After dropping the data above, we can see that we are left with four false positives of food being labeled as vegan when they are not. All of the mislabled foods are ones that contain honey. This would be difficult to accurately classify as vegan since it the only nutritional value that honey affects is sugar. We do not use sugar in our classifier since it is not generally an accurate indicator of a food being vegan, and thus we fail to classify foods that are only not vegan because of them containing honey.

print("Accuracy:", metrics.accuracy_score(trimmed_data['Actually Vegan'].astype(bool), 
                                          trimmed_data['Is Vegan'].astype(bool)))
Accuracy: 0.9578947368421052

We can see that our classifer generally worked well with a 96% accuracy. The only false positives are for four foods that contain honey. We have no false negatives, meaning that all food that is vegan was properly classified as such.

Conclusion

We have seen that creating an "is vegan" classifier using UMD dining hall nutrition facts works pretty well. Although the nutritional content of UMD dining hall food may vary from those foods that are not mass-produced, it still generalizes well. We minimized loss to the best of our ability, with the only errors in our classifier being for foods that contained honey. Honey is difficult to detect as a non-vegan ingredient because it only affects sugar content whereas most non-vegan foods have higher levels of sodium, cholesterol, protein, fat, and calories than vegan foods. It would be nearly impossible to train a 100% accurate vegan classifier without reading every ingredient for each food, and given our lack of perfect accuracy we would like to issue a word of caution for anyone using our classifier to choose their vegan meals. However, the model is likely safe for filtering out the majority of non-vegan foods, as we saw that no vegan food was accidentally labeled as non-vegan.

This project also sought to improve access to the UMD dining hall nutrition database. You no longer need to click between 10 different pages to find the nutrition facts for a particular food. The foods are also no longer separated by meal type, so it is easier to see all of the relevant data on one page. Vital allergen information for each food has also been maintained in our dataframe, and it would not be difficult to extend the present scraping to include information about whether a food is gluten-free, halal, etc.

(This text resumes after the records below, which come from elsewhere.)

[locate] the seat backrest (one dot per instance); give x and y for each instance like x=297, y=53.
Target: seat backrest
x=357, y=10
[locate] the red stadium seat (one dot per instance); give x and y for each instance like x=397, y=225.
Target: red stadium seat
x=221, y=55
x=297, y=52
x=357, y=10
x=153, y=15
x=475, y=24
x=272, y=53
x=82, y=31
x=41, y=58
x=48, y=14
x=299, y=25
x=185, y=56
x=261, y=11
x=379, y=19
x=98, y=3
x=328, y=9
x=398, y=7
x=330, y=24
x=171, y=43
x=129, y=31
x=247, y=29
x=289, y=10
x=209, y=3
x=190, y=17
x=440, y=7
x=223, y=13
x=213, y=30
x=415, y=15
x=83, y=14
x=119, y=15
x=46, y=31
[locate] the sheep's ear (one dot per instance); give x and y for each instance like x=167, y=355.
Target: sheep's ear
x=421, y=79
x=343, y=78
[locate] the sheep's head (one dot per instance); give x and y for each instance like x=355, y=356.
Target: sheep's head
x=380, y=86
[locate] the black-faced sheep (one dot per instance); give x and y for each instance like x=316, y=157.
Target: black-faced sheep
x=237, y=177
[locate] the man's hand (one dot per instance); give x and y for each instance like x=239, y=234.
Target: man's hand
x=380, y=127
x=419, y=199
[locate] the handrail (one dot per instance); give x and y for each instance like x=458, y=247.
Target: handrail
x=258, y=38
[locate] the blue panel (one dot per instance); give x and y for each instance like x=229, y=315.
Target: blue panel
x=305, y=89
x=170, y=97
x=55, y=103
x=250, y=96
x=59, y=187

It is also much easier to calculate one's daily nutritional intake with all of the data being provided in one place. It would also be easy to build classifiers for other diets in the future like an "is Keto" or "is low-carb" model now that the data is more accesible. Adding new foods to the UMD dining hall database is also much easier using a central dataframe in place of the dining hall's questionable web interface. It would be great to see UMD use a similar approach to nutrition data management.

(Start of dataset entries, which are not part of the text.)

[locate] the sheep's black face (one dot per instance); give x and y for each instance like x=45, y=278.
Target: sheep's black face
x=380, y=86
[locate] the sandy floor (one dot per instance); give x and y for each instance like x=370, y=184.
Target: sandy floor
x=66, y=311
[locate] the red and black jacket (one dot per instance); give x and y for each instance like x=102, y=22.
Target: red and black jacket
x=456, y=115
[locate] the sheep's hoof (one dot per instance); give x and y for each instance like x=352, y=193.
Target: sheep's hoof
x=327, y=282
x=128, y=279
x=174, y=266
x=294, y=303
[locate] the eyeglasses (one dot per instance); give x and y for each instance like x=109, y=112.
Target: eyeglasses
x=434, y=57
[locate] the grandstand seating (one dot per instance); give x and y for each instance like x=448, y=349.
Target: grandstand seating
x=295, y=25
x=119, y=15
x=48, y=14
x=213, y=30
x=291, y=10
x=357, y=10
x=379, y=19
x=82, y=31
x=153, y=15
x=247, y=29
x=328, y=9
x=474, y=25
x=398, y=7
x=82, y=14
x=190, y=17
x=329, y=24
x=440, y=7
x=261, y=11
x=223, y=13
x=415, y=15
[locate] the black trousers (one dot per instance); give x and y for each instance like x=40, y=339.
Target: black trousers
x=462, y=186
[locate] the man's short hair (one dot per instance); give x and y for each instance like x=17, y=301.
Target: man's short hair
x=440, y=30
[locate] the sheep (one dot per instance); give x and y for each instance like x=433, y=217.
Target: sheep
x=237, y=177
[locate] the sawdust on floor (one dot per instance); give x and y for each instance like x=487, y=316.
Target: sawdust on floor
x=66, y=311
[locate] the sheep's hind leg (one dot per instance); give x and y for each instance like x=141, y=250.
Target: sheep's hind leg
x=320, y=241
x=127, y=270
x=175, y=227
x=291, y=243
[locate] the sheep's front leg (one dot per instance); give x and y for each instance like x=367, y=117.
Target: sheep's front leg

Many universities use "NetNutrition" to assist in nutritional value calculations for students, and it would be nice to have a similar mechanism for tracking nutrition facts (as this is a very cumbersome process using the existing UMD dining hall web database). With such a highly-ranked computer science program, we would hope to see more user-friendly databases in use. Even though nutritional values would still need to be calculated manually, our database makes it much easier to view the facts for each food and does not require navigating through several pages for each search.